/Benchmark_Bulk_Analysis

This is the pipeline to perform the bulk RNA-seq simulation based benchmark.

Primary LanguageShell

Benchmark_Bulk_Analysis

Prerequisites:

-virtualenv

-github account

-reference genome gtf and fasta files. Note that if your data contains ERRCC spike-ins, you should concatenate the reference genome gtf file with the ERRCC gtf file, and concatenate the reference and ERRCC fastq files (see https://tools.thermofisher.com/content/sfs/manuals/cms_095048.txt)

To run the pipeline:

  1. Execute ./setup.sh setup. This will create a new directory called Simulation into which all the software required for this pipeline will be locally installed. In addition, empty directories are created within the Simulation directory which will eventually contain the RSEM references, various indices, the raw and simulated data, results matrices and graphs. This step will take ~30 minutes - 1 hour depending on your network speed.

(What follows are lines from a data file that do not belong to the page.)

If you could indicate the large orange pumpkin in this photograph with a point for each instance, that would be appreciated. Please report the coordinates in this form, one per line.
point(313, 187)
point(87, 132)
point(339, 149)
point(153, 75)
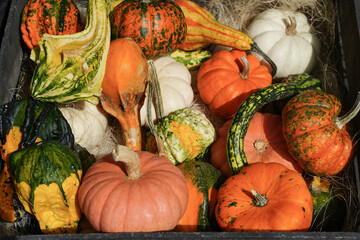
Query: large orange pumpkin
point(264, 142)
point(123, 87)
point(264, 197)
point(227, 78)
point(133, 191)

  2. Execute ./RSEM_ref.sh make_ref /path/to/gtf path/to/fasta, where the gtf and fasta files are the reference genome. This builds the RSEM reference.

  3. Execute ./simulate.sh run_simulations path/to/raw/data. The simulated bulk RNA-seq data and their ground truth expression values are saved in Simulation/data/simulated.

  4. Execute ./benchmark.sh benchmark name_of_program_you_want_to_test. This will generate results matrices of expression values for the method you are interested in. Repeat for each method you want to test.

  5. Execute ./make_matrix.sh make_matrix name_of_program_you_want_to_test. This generates a compact results matrix for each method in results_matrices.

  6. Execute ./clean_data.sh to trim filename paths from results matrix column names.